Ellerini tam da o bölgesinin üstüne koyarak yere eğilirken, acının tüm izleri yüzüne dağılmıştı.

"Hazal konusunda her zaman fazla asabi olmuşumdur, bunu bilmen gerekirdi."

Emre aheste hareketlerle başını Buğra'ya doğru kaldırırken "Hassiktir lan," dedi, sanki Buğra devlet sırrı vermiş gibi.

Adımlarım benden istemsiz bir şekilde o tarafa doğru ilerlerken hala büyük bir dikkatle onları dinliyordum.

"Hala aynı Hazal mı, yoksa platonik Hazal'ını bulamayınca aynı isimli başka birini mi buldun?"

Çocuk bile acısını unutmuşcasına tüm dikkatini bana yöneltmişti, dengesizce davrandığımın farkında olarak sırıttım. Ama ne yapayım, verdiği tepki çok güzeldi.

"Tam da üstüne bastın," dedim, onlara doğru bir adım daha atmışken. "Hala aynı Hazal."

Verdiği tepki, beklediğim tepkinin tam tersiydi. Şaşırmasını bekliyordum, ama şaşırdıysa bile bunu dışarıya pek de yansıtmamıştı.

Onda fazlaca bulunan özgüven duygusuyla genişleyen gülümsemesi, içimi yeterince huzursuz etmeye yetmişti.

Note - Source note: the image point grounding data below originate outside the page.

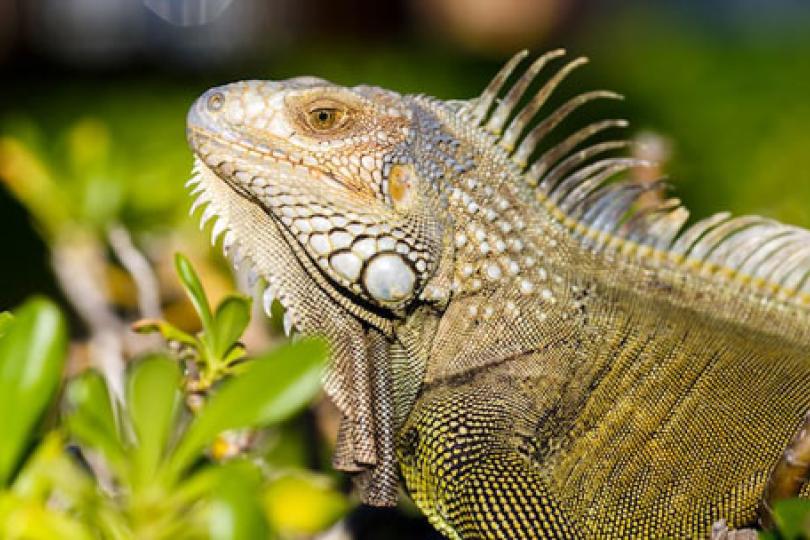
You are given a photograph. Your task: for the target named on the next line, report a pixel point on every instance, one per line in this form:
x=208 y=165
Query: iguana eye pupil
x=324 y=118
x=216 y=101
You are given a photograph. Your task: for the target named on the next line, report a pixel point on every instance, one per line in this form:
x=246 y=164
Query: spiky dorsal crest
x=585 y=191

Ama son cümlesi, gülümsemesinden çok daha huzursuz ediciydi.

"Desene, daha çok eğleneceğiz o zaman,"

"Kızarmış," dedim, gözlerimi çenesine çevirirken. "Acıyor mu?"

"Hayır."

Umursamaz bir şekilde ellerini cebine sokmuştu, başı hafiften eğikti, yerdeki taşlara vuruyordu ve hala yürümeye devam ediyordu.

"İnşallah acır,"

"Çekinme," deyip sırıttı. "Küfret."

Eğer küfretmeye başlarsam, susamazdım. Sessizliği tercih ettim bu yüzden.

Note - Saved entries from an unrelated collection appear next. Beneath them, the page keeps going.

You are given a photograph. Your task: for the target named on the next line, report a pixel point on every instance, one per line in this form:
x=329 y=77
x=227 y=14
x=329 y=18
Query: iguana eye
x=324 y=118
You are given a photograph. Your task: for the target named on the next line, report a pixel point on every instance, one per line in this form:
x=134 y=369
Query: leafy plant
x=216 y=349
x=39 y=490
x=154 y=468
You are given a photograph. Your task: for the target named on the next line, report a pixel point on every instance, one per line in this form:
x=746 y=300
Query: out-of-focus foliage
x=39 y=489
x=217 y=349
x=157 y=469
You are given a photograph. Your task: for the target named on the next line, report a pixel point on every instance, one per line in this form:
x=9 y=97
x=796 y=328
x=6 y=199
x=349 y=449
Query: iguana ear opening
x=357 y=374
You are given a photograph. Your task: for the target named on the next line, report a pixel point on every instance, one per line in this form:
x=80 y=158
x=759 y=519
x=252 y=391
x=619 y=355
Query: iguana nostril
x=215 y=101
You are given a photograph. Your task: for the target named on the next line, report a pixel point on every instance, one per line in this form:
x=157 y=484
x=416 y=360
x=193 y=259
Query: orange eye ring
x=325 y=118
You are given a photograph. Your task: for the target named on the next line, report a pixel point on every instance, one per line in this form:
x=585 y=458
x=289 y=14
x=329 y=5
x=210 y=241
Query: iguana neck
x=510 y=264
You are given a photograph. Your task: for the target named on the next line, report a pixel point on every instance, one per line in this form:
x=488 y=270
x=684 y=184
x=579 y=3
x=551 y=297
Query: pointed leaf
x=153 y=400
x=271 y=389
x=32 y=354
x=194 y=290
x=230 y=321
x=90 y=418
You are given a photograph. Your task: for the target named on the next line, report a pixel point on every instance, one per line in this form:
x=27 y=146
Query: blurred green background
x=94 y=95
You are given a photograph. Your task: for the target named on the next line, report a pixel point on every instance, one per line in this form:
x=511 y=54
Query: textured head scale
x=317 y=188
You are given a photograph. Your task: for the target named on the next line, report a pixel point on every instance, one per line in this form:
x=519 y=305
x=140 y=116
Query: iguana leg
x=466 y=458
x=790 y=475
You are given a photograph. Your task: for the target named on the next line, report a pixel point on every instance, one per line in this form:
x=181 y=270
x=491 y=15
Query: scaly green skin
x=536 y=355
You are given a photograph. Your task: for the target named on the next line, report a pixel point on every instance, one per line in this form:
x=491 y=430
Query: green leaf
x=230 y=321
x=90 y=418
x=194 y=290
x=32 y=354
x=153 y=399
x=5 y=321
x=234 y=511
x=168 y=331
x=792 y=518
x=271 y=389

Ama sessizliğim ancak evin önüne gelene kadar sürebilmişti, çünkü eğer sormazsam sinirden kendi kendimi yiyecektim.

"Emre kim?"

"Liseden bir arkadaş işte," dedi dolaylı bir cevap vererek. Sorum gayet netti ama o, ucu açık bir cevap sunmuştu önüme.

"Düzgün bir cevap istiyorum ben, probleminiz neydi?"

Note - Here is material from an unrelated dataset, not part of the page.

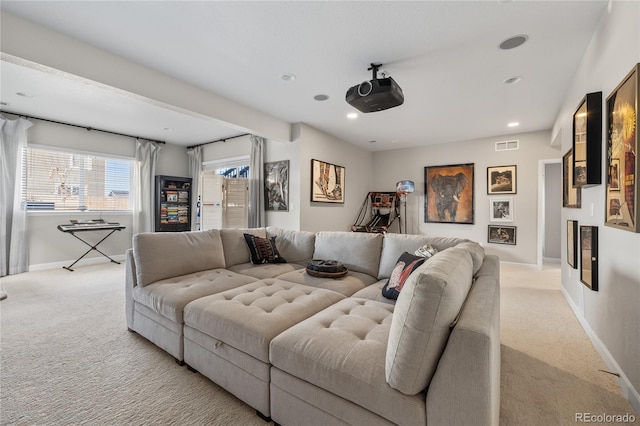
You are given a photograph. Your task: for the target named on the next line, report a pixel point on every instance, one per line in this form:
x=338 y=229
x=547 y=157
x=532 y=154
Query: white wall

Sıkıntıyla iç geçirirken bir yandan da elini saçından geçirdi, "Sonra anlatsam olmaz mı?"

Tepkisi, bu olayın bende yaratacağı etkinin farkında olduğunu vurguluyordu. Sinirleneceğimden emindi.

Onur da bizi yalnız bırakmanın en mantıklı hareket olduğuna karar verip yanımdan ayrıldı ve apartmana doğru yol aldı.

Apartman kapısının kapanışının çıkarttığı o gürültülü ses kulaklarıma ulaştığı an, "Anlat," dedim Buğra'ya, fazla sakin duruyordum ve bu hiç de hayra alamet değildi.

Sıkıntıyla bakışlarını bana çevirdi, "Lisedeydik. Emre başka bir okuldan arkadaşımdı. Ve Hazan'ı seviyordu."

Hazan ismini duymamla birlikte gerilen sinirlerim tüm hücrelerime uyarı yollarken bile dışarıya bunu yansıtmamayı başarabilmiştim, "Eee sonuç olarak?" dedim bu kavganın nereden geldiğini anlamadığımı açıkça belli ederek.

"Sonuç olarak, Hazan'ın da beni sevdiğini öğrendi işte. Ve bunun suçunu hep benim üstüme yıkmaktan da hiç vazgeçmedi. Ergen kafası işte, ne bekleyebilirsin ki? Bunun için de sayamadığım kez arkamdan iş çevirdi, lise yıllarım onunla uğraşmakla geçti işte. Bu.''

Yüzüme yerleşen sevimsiz gülümsemenin konuyla bir alakası yoktu. Tamamiyle Hazan ile alakalıydı, hayatımın her köşesinden ortaya fırlıyordu ve bu da beni delirtiyordu.

"Ve sen de Hazan'ın seni sevdiğini bile bile yanında durdun?"

"Sonradan öğrendim, çok sonradan. Ve inan bana, bu gerekliydi."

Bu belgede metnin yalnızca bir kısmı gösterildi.